Epiphanytide starts - Rector's Rambling for January 8, 2023
This past week we celebrated the Feast of the Epiphany. Some years the 6th of January falls on a Sunday so that we get to celebrate it at our regular Sunday worship. We celebrated it with a 12:15 Mass on Friday, and as one can expect, it was a slightly smaller gathering of people then if it were on a Sunday!
Every year when we do our children’s Christmas Pageant inevitably someone asks, “where are the wise men?”. At the Christmas Pageant the children are dressed as angels, shepherds, Mary and Joseph, and that is plenty of story to tell!
But the wise men are a part of another story. At Christmas the shepherds coming to see the child Jesus represent for us the people of God’s original covenant, the Hebrews. They come and adore him on bended knee and worship him as Lord and King.
The Prayer Book calls this feast not only The Epiphany, but also “the Manifestation of Christ to the Gentiles”. Thirteen days after Christmas the wise men (Magi) arrive, representing the various nations outside that original covenant. They represent us (well, at least most of us) who are gentiles (not Jews). The star they follow is a sign of the birth of this new king, one that will be King of all.

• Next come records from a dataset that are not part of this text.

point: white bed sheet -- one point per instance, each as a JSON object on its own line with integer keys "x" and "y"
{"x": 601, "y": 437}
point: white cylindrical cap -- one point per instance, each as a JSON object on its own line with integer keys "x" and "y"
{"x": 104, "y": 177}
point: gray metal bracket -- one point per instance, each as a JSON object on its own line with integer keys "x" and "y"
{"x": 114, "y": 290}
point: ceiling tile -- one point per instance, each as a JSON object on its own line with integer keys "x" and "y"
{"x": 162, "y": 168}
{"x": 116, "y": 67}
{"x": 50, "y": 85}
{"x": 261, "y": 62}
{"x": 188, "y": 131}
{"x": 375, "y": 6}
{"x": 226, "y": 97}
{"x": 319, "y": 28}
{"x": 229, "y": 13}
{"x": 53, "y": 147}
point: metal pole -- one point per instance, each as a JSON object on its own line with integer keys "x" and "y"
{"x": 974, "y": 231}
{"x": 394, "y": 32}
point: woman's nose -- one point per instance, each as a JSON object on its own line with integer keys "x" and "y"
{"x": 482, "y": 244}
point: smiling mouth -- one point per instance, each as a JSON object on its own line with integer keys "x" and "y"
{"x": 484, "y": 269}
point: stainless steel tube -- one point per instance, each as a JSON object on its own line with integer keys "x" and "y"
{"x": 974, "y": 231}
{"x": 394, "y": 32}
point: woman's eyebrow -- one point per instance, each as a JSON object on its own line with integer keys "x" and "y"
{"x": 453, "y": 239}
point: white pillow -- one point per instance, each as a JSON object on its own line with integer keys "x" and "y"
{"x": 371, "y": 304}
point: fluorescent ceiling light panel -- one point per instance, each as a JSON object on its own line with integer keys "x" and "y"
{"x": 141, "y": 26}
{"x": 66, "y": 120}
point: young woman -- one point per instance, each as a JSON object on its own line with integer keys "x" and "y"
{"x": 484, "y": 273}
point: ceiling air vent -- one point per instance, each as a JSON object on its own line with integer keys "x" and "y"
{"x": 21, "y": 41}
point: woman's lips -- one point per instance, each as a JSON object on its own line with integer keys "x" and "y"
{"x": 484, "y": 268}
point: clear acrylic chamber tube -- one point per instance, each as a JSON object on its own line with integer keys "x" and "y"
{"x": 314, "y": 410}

Today’s lessons have us jump ahead a dozen years, to the finding of Jesus in the Temple. As a fellow seminarian once called it in a chapel sermon “the original Home Alone” episode. Jesus, growing toward adulthood, goes with his family to the Temple – the central location of Jewish worship, sacrifice, and devotion, and stays behind to be with his Father (heavenly father). However, being a good Jew who honors his mother and father, he returns to Nazareth to grow in stature until the time that he is made manifest publicly at age 30.
And in the coming weeks we will be looking at ways in which Jesus is made manifest as the Son of God. For three Sundays we will be in the green vestments for this season. In February it is back into the purple for the pre-Lenten season, known as the gesima Sundays.